A Guarda: As Festas religiosas são, ou não, um momento importante na vida das paróquias?

António Morais: As festas religiosas são um momento falsamente importante na vida cristã das paróquias. Tudo se faz à sombra da “santa” ou do “santo”. Mas do santo só se faz caso na medida em que se pode usar para poder obter algum dinheiro dos festeiros e turistas que vão à festa, ou para através do “negócio” da promessa, obter dele(a), algum favor. Depois, não se quer saber mais dele. Com isto e outras coisas, por mais que se tente, não se consegue destruir o desvirtuamento da festa. Ou seja. O que na festa cristã é mais importante para o povo é a procissão – procissões. A missa até pode não existir, contanto que a procissão se faça. Depois as promessas. É muito difícil lutar contra a dispersão. A concentração na Eucaristia é de muito pouca gente. Muita da que lá vai é para cumprir promessas e não por convicção de fé, ou pela Eucaristia. A grande preocupação são os andores e a procissão. O resto pouco importa. A agravar a situação há a nova realidade da festa. Nas paróquias rurais, o que é diversão, não é tanto feito pelos habitantes da terra, mas pelos que vão de fora, o que vira tudo do avesso, até porque a diversão nada tem que ver com a tradição. É diversão importada e de muito pouca qualidade. No momento, cuido que as festas são os momentos mais difíceis da vida dos párocos.

A Guarda: Que análise faz sobre a falta de padres na Diocese da Guarda?

António Morais: Não é fácil responder. Eu vejo o problema com algumas interrogações: 1 - Que tipo de padre se quer para a Diocese? Um padre regressado ao ante-Vaticano II com ares de poder, prestígio, estranhos atafais e subserviências, ou um padre que se libertou da folhada inútil que só o afasta das pessoas e capaz de caminhar pelo seu pé, sem subserviências e aberto ao serviço, tal como Jesus Cristo o ensinou? Quando a seguir ao Vaticano II se mudou a equipa do Seminário, para que a nova equipa pudesse limpar os miasmas do mau pensamento e da má orientação que a equipa cessante lá deixara, o resultado foram 12 –(14) anos sem ordenações. Suspeito que com o que está a acontecer, venhamos a cair num novo interregno sem padres.
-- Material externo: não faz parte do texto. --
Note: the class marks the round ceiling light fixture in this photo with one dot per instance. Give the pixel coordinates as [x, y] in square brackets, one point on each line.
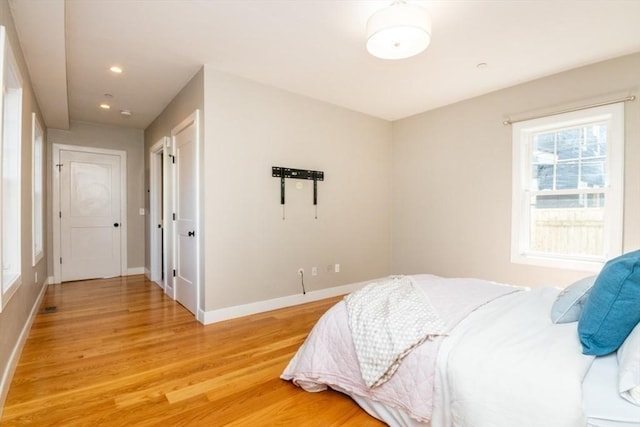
[399, 31]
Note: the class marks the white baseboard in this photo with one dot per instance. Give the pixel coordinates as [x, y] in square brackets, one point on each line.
[14, 358]
[135, 270]
[213, 316]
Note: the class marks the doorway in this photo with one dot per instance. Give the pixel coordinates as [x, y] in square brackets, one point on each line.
[160, 261]
[89, 213]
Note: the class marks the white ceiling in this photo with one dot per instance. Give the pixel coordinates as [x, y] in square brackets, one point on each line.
[311, 47]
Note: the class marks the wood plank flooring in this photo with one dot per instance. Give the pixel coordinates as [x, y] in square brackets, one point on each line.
[118, 352]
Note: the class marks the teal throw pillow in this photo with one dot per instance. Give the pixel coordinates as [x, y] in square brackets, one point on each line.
[613, 307]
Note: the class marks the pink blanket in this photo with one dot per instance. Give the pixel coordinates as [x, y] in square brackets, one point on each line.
[328, 358]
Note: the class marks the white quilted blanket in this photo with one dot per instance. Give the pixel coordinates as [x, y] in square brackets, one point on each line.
[388, 319]
[328, 356]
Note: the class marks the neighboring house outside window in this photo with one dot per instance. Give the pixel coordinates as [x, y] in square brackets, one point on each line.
[568, 188]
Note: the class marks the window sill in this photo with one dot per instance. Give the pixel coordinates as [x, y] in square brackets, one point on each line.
[556, 262]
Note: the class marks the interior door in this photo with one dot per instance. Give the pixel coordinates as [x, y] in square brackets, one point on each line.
[186, 215]
[90, 220]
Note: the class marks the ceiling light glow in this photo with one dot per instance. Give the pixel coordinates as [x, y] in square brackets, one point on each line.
[398, 31]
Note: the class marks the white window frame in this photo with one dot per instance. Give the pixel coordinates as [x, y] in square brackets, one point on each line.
[11, 90]
[613, 188]
[37, 189]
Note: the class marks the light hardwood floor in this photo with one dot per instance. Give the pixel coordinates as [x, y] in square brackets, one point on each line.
[118, 352]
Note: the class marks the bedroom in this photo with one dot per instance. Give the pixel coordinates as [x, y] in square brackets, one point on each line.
[439, 233]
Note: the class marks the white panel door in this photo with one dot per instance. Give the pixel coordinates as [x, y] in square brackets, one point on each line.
[186, 211]
[90, 220]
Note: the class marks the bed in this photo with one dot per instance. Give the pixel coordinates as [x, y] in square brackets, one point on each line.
[493, 358]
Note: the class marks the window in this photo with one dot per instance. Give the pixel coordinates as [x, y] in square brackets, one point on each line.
[568, 188]
[10, 147]
[37, 195]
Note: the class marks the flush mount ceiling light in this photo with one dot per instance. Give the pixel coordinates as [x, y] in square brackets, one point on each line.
[398, 31]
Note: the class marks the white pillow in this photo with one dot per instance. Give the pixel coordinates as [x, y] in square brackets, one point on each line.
[569, 303]
[629, 367]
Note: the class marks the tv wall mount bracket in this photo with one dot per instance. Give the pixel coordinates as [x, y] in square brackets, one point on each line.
[284, 173]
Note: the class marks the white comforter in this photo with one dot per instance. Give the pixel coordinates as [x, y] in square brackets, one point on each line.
[328, 358]
[507, 365]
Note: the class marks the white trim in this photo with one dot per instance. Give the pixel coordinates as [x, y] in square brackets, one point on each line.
[37, 133]
[213, 316]
[12, 363]
[6, 52]
[57, 148]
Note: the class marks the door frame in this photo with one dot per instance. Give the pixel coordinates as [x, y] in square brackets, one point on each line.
[159, 203]
[55, 205]
[192, 119]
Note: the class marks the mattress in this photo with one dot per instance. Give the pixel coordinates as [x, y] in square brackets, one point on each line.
[603, 405]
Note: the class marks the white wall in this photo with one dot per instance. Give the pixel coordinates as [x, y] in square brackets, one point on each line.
[452, 175]
[250, 253]
[16, 315]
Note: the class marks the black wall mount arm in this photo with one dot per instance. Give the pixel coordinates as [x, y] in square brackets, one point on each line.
[283, 173]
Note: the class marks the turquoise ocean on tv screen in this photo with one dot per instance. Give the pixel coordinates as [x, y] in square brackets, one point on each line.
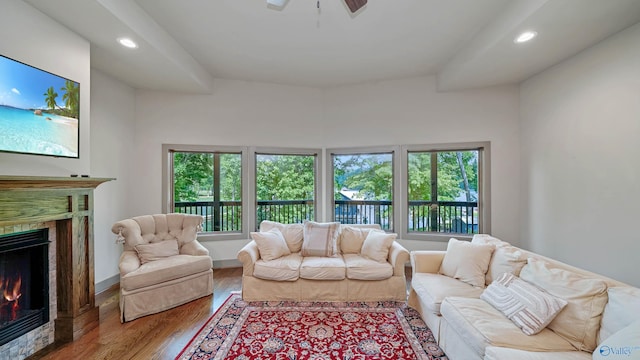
[24, 131]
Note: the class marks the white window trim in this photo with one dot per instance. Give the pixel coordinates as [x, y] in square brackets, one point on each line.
[484, 185]
[167, 188]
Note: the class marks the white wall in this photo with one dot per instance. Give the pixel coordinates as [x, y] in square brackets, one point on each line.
[580, 147]
[106, 120]
[31, 37]
[383, 113]
[112, 139]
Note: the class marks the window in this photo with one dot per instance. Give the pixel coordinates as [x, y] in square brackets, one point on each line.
[445, 190]
[285, 187]
[209, 184]
[363, 188]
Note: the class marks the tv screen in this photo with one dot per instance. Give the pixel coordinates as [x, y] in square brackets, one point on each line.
[39, 111]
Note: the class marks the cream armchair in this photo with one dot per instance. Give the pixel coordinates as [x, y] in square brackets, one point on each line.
[162, 265]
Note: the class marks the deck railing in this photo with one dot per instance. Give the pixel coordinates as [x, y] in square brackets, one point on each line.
[423, 216]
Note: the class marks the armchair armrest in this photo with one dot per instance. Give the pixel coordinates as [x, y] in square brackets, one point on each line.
[129, 261]
[194, 248]
[248, 255]
[426, 261]
[398, 256]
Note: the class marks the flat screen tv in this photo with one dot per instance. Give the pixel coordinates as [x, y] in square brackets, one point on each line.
[39, 111]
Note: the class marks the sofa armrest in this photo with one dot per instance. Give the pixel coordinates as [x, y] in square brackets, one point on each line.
[129, 261]
[398, 257]
[194, 248]
[426, 261]
[248, 255]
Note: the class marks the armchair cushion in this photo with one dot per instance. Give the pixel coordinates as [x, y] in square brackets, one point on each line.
[157, 251]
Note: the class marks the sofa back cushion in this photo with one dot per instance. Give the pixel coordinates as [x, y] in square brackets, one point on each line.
[292, 233]
[466, 261]
[376, 245]
[579, 322]
[352, 237]
[320, 239]
[271, 244]
[621, 310]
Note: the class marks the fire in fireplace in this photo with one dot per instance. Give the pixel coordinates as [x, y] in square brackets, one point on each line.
[24, 283]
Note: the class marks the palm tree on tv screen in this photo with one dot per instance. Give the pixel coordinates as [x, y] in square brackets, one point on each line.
[50, 98]
[71, 97]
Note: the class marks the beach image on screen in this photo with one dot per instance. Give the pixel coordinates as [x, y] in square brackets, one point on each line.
[39, 111]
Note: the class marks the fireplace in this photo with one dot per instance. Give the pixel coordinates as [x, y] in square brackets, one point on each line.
[24, 283]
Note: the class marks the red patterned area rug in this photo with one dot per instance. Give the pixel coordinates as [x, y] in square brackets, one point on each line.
[287, 330]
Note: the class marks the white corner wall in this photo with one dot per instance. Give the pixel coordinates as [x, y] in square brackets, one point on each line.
[33, 38]
[580, 136]
[112, 139]
[395, 112]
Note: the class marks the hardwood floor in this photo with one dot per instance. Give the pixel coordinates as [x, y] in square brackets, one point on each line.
[159, 336]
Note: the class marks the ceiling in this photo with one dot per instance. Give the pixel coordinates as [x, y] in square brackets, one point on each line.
[184, 45]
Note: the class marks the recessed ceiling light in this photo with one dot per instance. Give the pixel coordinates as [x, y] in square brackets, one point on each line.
[126, 42]
[525, 36]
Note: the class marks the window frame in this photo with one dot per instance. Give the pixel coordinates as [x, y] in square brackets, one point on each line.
[317, 187]
[395, 178]
[168, 193]
[484, 189]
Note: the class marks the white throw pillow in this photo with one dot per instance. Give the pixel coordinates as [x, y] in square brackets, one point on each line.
[271, 244]
[376, 245]
[466, 262]
[157, 251]
[351, 239]
[625, 344]
[292, 233]
[320, 239]
[505, 259]
[526, 305]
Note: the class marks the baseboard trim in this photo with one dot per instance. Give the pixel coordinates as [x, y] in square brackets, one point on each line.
[223, 264]
[107, 283]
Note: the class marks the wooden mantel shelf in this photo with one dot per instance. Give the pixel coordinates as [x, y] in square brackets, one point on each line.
[69, 202]
[46, 182]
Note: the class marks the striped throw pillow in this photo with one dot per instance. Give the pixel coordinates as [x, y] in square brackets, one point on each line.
[527, 306]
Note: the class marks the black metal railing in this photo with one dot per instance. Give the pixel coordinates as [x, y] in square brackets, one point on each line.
[458, 217]
[364, 212]
[285, 211]
[219, 216]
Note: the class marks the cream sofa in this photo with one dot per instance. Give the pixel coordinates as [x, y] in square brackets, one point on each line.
[347, 276]
[162, 265]
[468, 327]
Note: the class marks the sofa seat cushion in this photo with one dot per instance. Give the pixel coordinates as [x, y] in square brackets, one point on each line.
[285, 268]
[500, 353]
[433, 288]
[361, 268]
[163, 270]
[322, 268]
[481, 325]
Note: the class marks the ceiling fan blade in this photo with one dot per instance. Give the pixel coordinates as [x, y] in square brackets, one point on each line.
[355, 5]
[278, 3]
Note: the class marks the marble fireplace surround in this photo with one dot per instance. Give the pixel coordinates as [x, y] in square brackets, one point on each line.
[65, 206]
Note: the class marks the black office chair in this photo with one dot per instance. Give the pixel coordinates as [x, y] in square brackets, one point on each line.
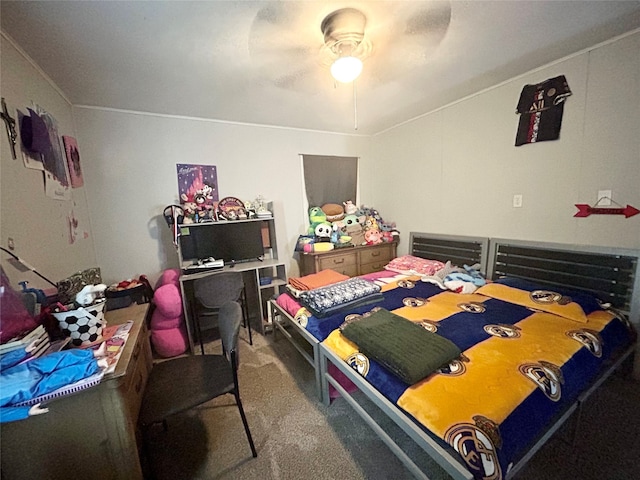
[213, 291]
[182, 383]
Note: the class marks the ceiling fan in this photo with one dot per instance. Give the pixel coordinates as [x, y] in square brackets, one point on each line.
[345, 45]
[295, 44]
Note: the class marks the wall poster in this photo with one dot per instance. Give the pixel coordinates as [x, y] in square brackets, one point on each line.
[198, 191]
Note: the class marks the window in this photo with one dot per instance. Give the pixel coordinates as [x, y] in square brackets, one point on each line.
[330, 179]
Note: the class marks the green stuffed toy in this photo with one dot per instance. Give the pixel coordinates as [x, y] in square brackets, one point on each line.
[316, 217]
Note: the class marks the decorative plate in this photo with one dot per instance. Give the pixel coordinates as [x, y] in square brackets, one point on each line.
[230, 208]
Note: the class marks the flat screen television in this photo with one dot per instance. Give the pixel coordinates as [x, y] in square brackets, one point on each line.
[229, 241]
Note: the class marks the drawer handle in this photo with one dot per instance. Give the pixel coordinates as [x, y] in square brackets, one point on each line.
[139, 383]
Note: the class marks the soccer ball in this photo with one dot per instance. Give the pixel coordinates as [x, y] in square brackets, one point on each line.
[83, 326]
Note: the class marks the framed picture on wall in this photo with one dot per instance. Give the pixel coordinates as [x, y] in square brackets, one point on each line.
[73, 161]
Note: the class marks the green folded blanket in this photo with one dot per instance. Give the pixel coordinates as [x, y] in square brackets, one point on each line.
[405, 348]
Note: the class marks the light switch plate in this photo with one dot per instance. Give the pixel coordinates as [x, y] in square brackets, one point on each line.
[604, 198]
[517, 201]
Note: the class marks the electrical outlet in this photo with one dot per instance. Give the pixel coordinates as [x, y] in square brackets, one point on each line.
[517, 201]
[604, 198]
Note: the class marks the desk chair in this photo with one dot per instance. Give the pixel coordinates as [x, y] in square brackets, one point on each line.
[183, 383]
[213, 291]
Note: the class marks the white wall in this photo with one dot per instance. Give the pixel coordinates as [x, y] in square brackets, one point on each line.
[456, 170]
[451, 171]
[37, 223]
[130, 166]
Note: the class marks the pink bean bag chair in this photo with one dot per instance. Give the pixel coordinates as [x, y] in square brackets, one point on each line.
[168, 331]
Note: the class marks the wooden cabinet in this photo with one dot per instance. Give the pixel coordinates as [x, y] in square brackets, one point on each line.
[91, 434]
[351, 261]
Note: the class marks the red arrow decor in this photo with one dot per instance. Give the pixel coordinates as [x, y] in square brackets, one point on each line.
[585, 210]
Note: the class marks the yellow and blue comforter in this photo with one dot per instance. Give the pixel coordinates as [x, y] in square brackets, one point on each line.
[527, 354]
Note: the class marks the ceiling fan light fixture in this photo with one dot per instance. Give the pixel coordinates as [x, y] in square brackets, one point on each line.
[346, 69]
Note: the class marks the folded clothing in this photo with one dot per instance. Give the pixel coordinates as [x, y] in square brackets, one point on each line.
[317, 280]
[411, 265]
[401, 346]
[349, 293]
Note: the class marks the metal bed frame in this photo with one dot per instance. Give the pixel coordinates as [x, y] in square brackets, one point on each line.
[550, 263]
[457, 248]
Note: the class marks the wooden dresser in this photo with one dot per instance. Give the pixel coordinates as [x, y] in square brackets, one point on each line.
[351, 261]
[91, 434]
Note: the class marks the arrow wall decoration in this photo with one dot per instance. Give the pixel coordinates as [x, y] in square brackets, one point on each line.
[585, 210]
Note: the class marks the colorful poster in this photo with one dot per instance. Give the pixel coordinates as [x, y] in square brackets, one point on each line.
[198, 190]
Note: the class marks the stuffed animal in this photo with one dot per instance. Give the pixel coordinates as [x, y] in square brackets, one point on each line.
[372, 236]
[316, 217]
[323, 232]
[333, 211]
[168, 331]
[351, 226]
[349, 208]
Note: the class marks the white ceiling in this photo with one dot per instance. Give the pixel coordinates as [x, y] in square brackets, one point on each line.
[259, 62]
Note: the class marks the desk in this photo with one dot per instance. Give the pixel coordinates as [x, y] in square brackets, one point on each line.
[91, 434]
[257, 294]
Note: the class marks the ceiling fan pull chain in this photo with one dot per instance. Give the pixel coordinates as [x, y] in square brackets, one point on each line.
[355, 107]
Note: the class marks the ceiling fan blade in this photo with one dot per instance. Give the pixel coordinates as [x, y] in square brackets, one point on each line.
[283, 48]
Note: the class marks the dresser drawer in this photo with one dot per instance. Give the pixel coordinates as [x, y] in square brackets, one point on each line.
[133, 387]
[380, 254]
[337, 262]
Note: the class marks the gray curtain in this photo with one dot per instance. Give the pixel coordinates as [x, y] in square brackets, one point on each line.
[330, 179]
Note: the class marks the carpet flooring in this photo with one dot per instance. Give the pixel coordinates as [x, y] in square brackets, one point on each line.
[299, 438]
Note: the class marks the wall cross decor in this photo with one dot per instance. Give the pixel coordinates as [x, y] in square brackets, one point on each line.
[10, 124]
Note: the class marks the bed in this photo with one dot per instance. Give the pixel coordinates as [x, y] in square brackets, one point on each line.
[305, 332]
[539, 328]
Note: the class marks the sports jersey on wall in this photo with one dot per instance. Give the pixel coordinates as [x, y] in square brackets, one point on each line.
[540, 108]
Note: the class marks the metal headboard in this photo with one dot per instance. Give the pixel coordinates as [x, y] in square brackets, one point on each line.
[611, 274]
[459, 249]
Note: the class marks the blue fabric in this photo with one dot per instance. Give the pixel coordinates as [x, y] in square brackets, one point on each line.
[44, 375]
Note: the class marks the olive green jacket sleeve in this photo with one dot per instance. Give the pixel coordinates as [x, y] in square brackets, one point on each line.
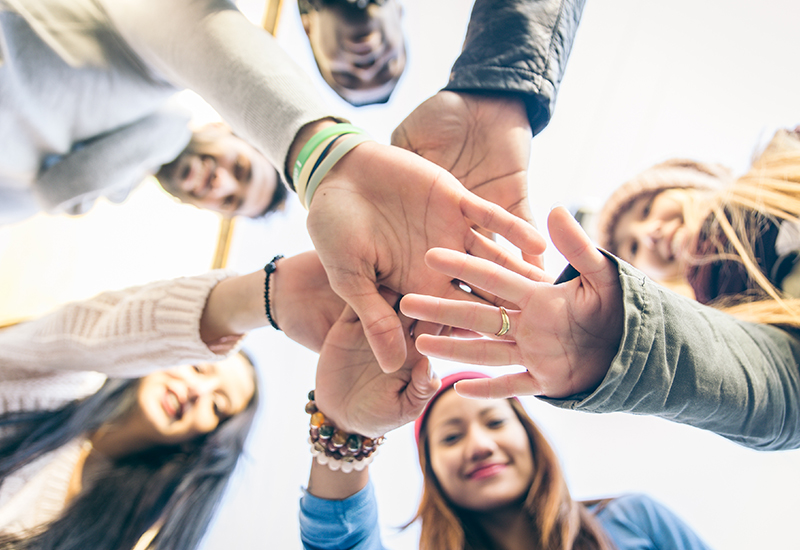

O futuro dirá.
2- A falta de padres aflige e sobrecarrega os que ainda se vão aguentando, além de os esgotar, até porque se vão criando exigências novas a que se chamam novas formas de pastoral. São mesmo? Não creio, até porque elas não têm em conta a crescente desertificação das comunidades rurais.
3 – Talvez seja bom que ainda escasseiem mais os padres, para que as comunidades cristãs se convençam que têm mesmo que se assumir como comunidades verdadeiramente responsáveis e tomem conta de si mesmas.
Acho que não tem que se ter medo de que as rédeas nos fujam das mãos. É mesmo urgente que algumas rédeas nos fujam mesmo das mãos.